The second problem arises from the first. Let's go back to John Q. Baseballer.
Home: .370 OBP
Away: .330 OBP
Let's assume he has two full seasons under his belt with 1000 total PAs, half at home and half away. That seems like it should be a big enough sample to conclude that he has giant home/away splits, right? Wrong. Let me cite those splits again, this time with the appropriate calculated uncertainties included.
Home: .370 ± .022 OBP
Away: .330 ± .021 OBP
That certainly changes things, doesn't it? Remember, this means that there's only a 68% chance that his true OBP at home is between .348 and .392. That's the difference between a league average player and an MVP. And there's a 32% chance that it's outside that range! In nearly every use of splits you'll see in baseball commentary, you have not just one fuzzy number, but two, and they both have uncertainty intervals that overlap. With 1000 PAs split into two equal groups, there's a 3% chance that John Q. Baseballer is actually better on the road than he is at home! It's a small chance, to be sure, but there's a much greater chance that he has a home/road split that's smaller than average. We just don't know.

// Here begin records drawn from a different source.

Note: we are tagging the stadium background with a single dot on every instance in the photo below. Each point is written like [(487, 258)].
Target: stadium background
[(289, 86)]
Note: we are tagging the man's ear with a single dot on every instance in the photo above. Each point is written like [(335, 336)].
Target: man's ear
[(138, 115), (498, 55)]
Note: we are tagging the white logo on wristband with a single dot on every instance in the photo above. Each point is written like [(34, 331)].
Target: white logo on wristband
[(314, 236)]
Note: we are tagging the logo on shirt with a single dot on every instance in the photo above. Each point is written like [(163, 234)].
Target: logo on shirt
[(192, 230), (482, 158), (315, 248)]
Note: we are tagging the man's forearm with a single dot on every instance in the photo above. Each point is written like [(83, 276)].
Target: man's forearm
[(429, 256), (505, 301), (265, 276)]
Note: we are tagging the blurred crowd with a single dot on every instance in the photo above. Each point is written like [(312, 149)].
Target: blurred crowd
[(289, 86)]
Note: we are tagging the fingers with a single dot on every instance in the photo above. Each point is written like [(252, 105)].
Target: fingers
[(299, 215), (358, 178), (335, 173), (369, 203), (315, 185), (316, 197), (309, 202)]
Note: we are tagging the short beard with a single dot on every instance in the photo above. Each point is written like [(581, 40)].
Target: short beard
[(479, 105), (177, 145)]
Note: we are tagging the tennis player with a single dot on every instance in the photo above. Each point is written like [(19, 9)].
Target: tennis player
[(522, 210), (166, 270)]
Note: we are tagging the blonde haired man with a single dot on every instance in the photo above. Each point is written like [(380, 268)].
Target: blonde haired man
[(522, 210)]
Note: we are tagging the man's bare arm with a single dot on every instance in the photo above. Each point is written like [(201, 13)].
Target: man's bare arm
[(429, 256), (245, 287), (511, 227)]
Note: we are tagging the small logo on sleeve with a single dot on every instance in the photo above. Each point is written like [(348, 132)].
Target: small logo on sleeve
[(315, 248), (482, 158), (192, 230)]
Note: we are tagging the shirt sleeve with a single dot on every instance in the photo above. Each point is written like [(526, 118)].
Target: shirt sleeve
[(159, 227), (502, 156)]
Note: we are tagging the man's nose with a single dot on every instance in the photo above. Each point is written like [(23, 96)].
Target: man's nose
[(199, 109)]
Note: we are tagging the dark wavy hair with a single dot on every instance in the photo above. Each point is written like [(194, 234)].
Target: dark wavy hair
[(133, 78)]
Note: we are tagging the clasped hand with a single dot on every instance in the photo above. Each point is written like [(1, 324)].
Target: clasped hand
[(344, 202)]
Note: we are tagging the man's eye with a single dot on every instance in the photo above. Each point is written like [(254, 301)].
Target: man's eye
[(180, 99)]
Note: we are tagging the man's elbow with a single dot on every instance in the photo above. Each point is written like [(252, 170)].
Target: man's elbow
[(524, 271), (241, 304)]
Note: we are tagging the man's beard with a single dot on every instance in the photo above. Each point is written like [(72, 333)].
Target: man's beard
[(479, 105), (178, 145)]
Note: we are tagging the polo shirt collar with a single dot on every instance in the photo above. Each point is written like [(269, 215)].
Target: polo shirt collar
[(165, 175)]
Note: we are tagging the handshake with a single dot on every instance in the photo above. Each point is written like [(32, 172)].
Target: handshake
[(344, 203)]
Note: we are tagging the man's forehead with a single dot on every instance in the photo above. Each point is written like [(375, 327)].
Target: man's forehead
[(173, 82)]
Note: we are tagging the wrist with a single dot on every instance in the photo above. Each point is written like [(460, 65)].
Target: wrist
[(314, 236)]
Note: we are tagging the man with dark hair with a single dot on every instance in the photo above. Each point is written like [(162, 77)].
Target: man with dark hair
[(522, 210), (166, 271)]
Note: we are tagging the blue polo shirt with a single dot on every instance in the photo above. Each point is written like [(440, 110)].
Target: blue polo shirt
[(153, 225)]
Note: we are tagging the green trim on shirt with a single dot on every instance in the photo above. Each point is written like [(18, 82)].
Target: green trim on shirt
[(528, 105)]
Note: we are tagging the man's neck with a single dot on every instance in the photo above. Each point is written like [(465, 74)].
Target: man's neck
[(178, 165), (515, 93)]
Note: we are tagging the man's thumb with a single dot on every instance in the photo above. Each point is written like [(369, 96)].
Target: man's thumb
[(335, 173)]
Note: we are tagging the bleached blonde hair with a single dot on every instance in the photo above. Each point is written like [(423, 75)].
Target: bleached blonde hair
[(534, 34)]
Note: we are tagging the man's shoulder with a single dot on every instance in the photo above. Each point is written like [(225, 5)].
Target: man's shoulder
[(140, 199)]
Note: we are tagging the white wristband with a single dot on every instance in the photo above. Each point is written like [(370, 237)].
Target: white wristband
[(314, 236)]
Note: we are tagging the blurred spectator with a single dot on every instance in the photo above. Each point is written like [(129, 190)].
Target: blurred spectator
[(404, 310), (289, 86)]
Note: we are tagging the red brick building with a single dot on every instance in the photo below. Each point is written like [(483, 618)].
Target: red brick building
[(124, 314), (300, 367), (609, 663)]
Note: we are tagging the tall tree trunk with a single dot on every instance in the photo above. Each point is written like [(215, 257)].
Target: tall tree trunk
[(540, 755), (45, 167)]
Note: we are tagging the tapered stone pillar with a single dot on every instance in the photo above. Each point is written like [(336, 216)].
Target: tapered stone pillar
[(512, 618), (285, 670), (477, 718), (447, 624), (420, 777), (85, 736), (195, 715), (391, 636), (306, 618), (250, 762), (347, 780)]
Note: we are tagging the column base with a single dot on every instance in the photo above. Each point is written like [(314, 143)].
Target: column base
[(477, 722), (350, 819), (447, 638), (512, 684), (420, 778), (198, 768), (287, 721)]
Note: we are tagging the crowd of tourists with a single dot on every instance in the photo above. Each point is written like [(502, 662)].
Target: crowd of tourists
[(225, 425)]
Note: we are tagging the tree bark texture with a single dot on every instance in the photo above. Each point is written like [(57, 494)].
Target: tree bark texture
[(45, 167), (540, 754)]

But enough about hypotheticals. What about Seth Smith?
Seth Smith is widely regarded as a guy who can mash RHP, but flails against LHP. His numbers make for a perfect illustration.
vs RHP: .377 wOBA
vs LHP: .262 wOBA
That's the difference between Evan Longoria and Jeff Mathis at his "peak". It's absolutely nuts. But are we certain that Seth Smith's true platoon split is that large? Just like John Q. Baseballer, I'm going to cite his splits again, this time with uncertainties. In his career, Smith has had 1209 PAs against RHP, and only 239 PAs against LHP.
vs RHP: .377 ± .015 wOBA
vs LHP: .262 ± .030 wOBA
Now it's pretty obvious—we can say with an extremely high level of confidence that Seth Smith is much better against RHP than LHP, even after assuming a hefty dose of "number fuzz". But there's another tool in the sabermetrics toolbelt called regression to the mean, which allows us to refine our estimate a bit. We have one more piece of information to use—Seth Smith is a left-handed baseball player, and left-handed baseball players generally have a certain average platoon split. In essence, we can "fill in" the uncertainty with league average plate appearances to give a sharper estimate of Smith's true talents. I'm going to skip the math, as there's no way I could possibly make it readable, but after regressing to the average LH batter's platoon split, Seth's splits cited above look more like:
vs RHP: .359 wOBA
vs LHP: .292 wOBA
Well, that's not so bad at all. It's certainly a larger split than normal, but it's not the Jeff Mathisian debacle that his non-regressed splits say. If Oakland plays Seth Smith as a full time player, assuming that LHP make up 25% of the pitchers in the league, we can expect a .342 wOBA. Not too shabby.
- Uncertainty and regression equations courtesy of The Book, by Tom Tango. Specifically, the appendix, which is very aptly titled Don't Try This At Home. Subtitle, The Gory Details.
- Billy Beane has already said that Seth Smith won't be used as a platoon player (link 1, link 2). Guess we'll find out how accurate these estimates are.
- It's been a lot of fun, AN. So long.